Step 5 : Start the mounting holes
Using a brad point drill bit, begin drilling each of your marked mounting locations.  Make sure only to drill down roughly a quarter of the depth of the cabinet’s top panel.  This is just to get the holes started and create a guide for the standard bit so that the mounting holes are straight and even.  




Step 6 : Finish the mounting holes
Using a standard drill bit (of the corresponding diameter to your chassis’ mounting holes), finish drilling the mounting holes through the full depth of the cabinet.  
Pro Tip : Let the drill do the work here and do not force the bit down and through the cabinet.  This will make for a cleaner exit hole.

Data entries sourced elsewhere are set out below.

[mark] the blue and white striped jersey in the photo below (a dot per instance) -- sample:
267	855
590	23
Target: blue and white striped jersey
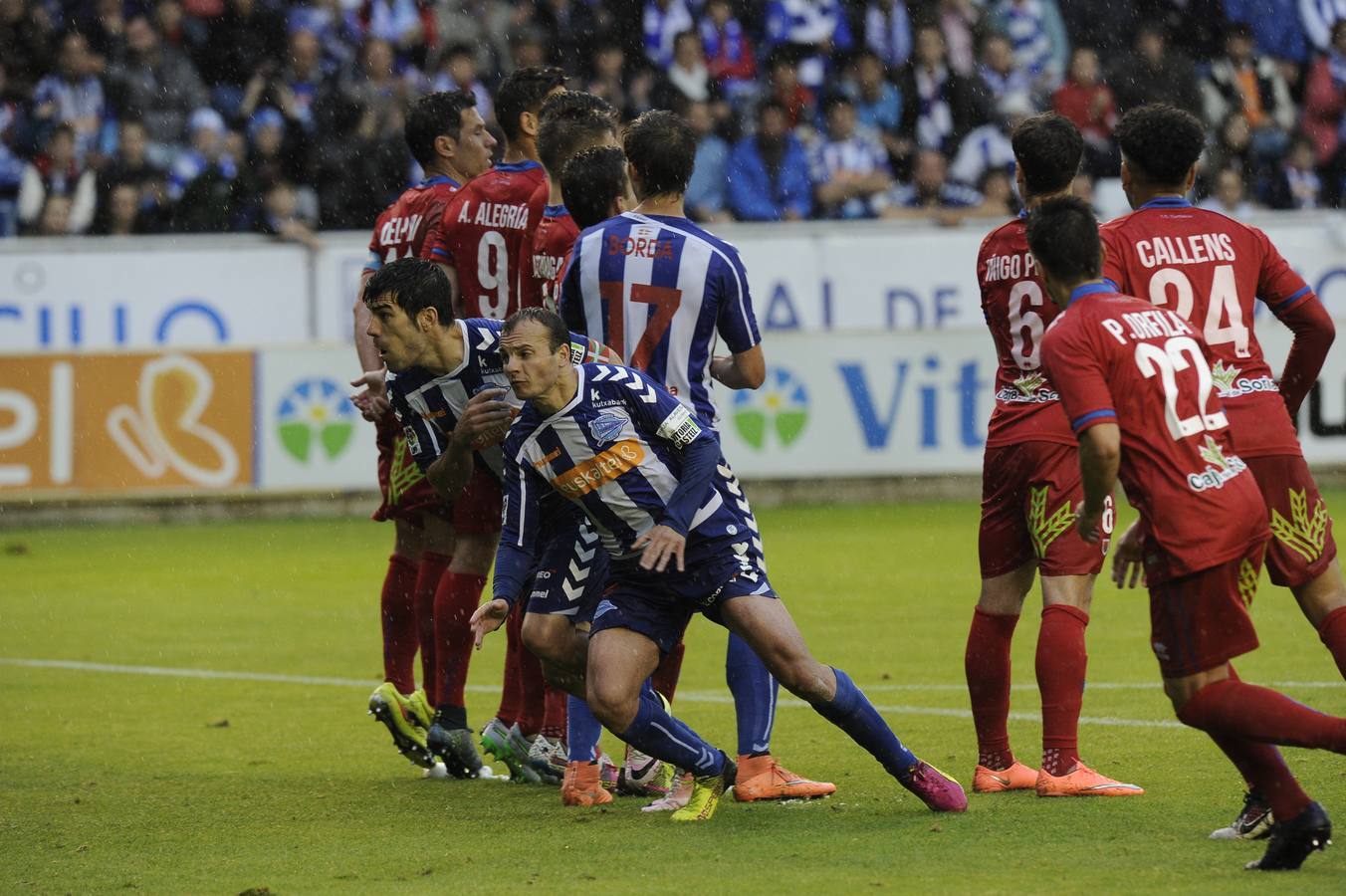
616	450
658	291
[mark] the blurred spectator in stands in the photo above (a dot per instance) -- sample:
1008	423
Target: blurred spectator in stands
887	33
73	96
1038	39
1295	183
1231	195
155	85
1154	73
813	30
769	171
849	165
706	192
940	107
729	52
664	22
57	171
1086	102
1010	85
1253	85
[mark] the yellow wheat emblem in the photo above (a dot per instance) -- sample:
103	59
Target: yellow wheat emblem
1042	528
1302	533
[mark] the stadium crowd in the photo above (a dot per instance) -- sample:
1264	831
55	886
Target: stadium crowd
209	115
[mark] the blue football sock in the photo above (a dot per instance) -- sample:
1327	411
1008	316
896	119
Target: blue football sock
657	734
852	712
754	696
581	731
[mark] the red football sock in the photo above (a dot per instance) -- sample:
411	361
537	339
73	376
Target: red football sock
1333	631
431	569
668	672
512	686
554	716
455	601
1061	680
1237	709
397	613
987	667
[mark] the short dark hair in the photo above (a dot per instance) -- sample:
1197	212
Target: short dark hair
591	180
572	119
558	334
1047	148
661	146
1063	238
435	114
524	91
1161	142
413	284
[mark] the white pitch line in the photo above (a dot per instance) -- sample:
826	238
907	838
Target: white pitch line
684	696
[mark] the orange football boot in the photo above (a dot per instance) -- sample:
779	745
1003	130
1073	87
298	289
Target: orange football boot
764	778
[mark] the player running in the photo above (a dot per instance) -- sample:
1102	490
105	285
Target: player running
650	478
661	291
1136	387
448	138
1212	271
1029	483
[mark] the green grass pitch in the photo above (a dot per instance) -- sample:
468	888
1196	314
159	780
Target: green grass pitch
134	782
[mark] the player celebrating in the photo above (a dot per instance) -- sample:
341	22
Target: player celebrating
1029	485
1136	387
448	138
660	291
652	481
1211	271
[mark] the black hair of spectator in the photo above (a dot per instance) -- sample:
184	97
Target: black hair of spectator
524	91
591	182
413	284
570	121
435	114
1161	142
1047	148
1063	238
558	334
661	146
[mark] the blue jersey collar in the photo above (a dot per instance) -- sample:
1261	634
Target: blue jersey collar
1089	290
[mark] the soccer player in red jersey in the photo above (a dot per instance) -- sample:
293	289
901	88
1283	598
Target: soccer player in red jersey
448	138
1029	485
1212	271
484	237
1136	387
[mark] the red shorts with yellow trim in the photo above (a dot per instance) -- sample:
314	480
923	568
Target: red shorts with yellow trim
406	493
1201	622
1302	543
1028	497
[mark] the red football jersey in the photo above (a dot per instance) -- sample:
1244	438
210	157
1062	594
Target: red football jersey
1211	269
484	234
1017	311
400	230
1120	359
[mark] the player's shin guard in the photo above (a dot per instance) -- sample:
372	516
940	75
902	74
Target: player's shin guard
754	696
987	667
657	734
1061	665
397	613
432	567
852	712
581	731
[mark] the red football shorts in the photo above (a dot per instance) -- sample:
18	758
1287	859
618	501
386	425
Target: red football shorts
1028	498
1302	543
1201	622
406	493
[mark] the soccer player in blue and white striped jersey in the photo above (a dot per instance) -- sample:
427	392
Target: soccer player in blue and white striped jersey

You should now have precise mounting holes drilled into the top panel of your cabinet.  At this point, you may still need to cover your cabinet or complete any other finishing tasks before actually mounting the chassis on the inside of the cabinet.  Otherwise, this cab is ready for a chassis to be mounted!


TWEED STYLE
Tweed style chassis are mounted to the top panel of their cabinet, with the chassis’ control panel facing upward (the amp’s controls will be right-side-up when viewed from the back) , and typically have two mounting holes.  

Step 1 : Mark cabinet center point
Measure the full width of the cabinet across the top panel.  Determine the center point and mark it on the cabinet with your pencil.  You can choose to use a straight edge tool to extend the length of your mark from front to back.
Pro Tip: If your cabinet has already been covered with tolex, using masking tape on the cabinet before marking.  




Step 2 : Determine spacing of chassis mounting holes
Using your tape measure, determine the distance (center point to center point) between your chassis’ mounting holes.  Some may prefer to measure the full width of the chassis and make a note of the distance of each mounting hole as measured from the left side of the chassis.


Step 3 : Mark the chassis hole locations (left to right)
Transfer the measurements from Step 2 onto your cabinet using the cabinet’s center point marking, as the center point between your mounting hole locations.  E.g., If your chassis width was 22”, you would center your measuring device at 11” on the cabinet’s center point; you can then mark the locations of both mounting hole centers.
Pro Tip : Use a straight edge tool to extend the length of your markings so a crosshair can later be made.




Step 4 : Mark chassis hole locations (front to back)
Measure the height of your chassis from top to bottom to determine how far the mounting holes should be from the back edge of the cabinet.  Remember, your back panel still needs to fit into the equation. In a Tweed style cabinet, the back panel should sit flush with the back edge of the cabinet.  The chassis will then sit butted up to the back panel, thus we need to take the thickness of the back panel into account. 
Once you’ve accounted for the back panel, make a small mark on the inner lip of the chassis cutout in the top panel.  




Step 5 : Extend markings to make crosshairs
Carefully extend the length of your markings to meet one another in a crosshair.  This will give you the final location for the center point of each mounting hole.


Step 6 : Start the mounting holes
Using a brad point drill bit, begin drilling each of your marked mounting locations.  Make sure only to drill down roughly a quarter of the depth of the cabinet’s top panel.  This is just to get the holes started and create a guide for the standard bit so that the mounting holes are straight and even.  




Step 7 : Finish the mounting holes
Using a standard drill bit (of the corresponding diameter to your chassis’ mounting holes), finish drilling the mounting holes through the full depth of the cabinet.  
Pro Tip : Let the drill do the work here and do not force the bit down and through the cabinet.  This will make for a cleaner exit hole



You should now have precise mounting holes drilled into the top panel of your cabinet.  At this point, you may still need to cover your cabinet or complete any other finishing tasks before actually mounting the chassis on the inside of the cabinet.  Otherwise, this cab is ready for a chassis to be mounted!